Cholinomimetics Flashcards
what produces muscarinic effects?
how are they stopped?
replicated by muscarine
stopped by low doses of antagonist atropine
after atropine blockade, larger doses of ACh has similar effect like nicotine
what are cholinomimetics?
ACh mimicking drugs acting almost exclusive on the PNS with the exception of the sweat glands that have sympathetic innervation
what are the main types of muscarinic receptors and where are they located?

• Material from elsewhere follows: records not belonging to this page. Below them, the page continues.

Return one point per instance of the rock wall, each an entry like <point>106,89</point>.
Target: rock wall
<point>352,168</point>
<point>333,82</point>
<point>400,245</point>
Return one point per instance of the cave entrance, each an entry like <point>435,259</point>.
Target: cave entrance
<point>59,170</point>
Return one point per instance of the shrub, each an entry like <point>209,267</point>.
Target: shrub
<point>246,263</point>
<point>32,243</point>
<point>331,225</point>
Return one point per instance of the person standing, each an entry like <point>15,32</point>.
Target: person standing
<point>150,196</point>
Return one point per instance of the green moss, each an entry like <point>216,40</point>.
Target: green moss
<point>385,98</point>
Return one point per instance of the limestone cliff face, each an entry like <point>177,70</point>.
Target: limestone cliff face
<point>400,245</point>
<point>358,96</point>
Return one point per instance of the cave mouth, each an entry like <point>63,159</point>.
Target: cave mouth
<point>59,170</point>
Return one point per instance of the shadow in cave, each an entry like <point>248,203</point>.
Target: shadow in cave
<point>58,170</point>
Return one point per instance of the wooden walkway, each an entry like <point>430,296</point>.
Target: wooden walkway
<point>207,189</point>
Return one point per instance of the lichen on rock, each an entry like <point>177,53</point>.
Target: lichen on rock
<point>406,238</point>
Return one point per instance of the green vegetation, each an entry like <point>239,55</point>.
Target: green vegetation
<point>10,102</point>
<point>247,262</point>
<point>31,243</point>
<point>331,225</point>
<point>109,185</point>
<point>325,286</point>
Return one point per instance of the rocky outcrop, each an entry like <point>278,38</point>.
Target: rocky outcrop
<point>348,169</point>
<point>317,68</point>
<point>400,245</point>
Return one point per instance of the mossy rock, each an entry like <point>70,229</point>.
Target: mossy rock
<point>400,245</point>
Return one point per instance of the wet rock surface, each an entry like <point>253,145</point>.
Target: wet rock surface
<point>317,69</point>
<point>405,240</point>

M1- CNS, salivary glands, stomach
M2- heart
M3- salivary, sweat glands, bronchial/visceral smooth muscle, eye
which muscarinic receptors are stimulatory and inhibitory
M1, M3, (M5) are stimulatory
M2, (M4) are inhibitory
what G protein and secondary messengers are involved in the muscarinic receptors>?
M1 and M3 have Gq- [PIP2–> IP3 +DAG]
M2 have Gi- [cAMP]
nicotinic receptors
type 1 receptors with ion channel links
- they are faster, ligand gated
- located in muscle and ganglia
- 5 subunits
- ACh has weak effect on them
how many and which subunits make up the nicotinic receptors?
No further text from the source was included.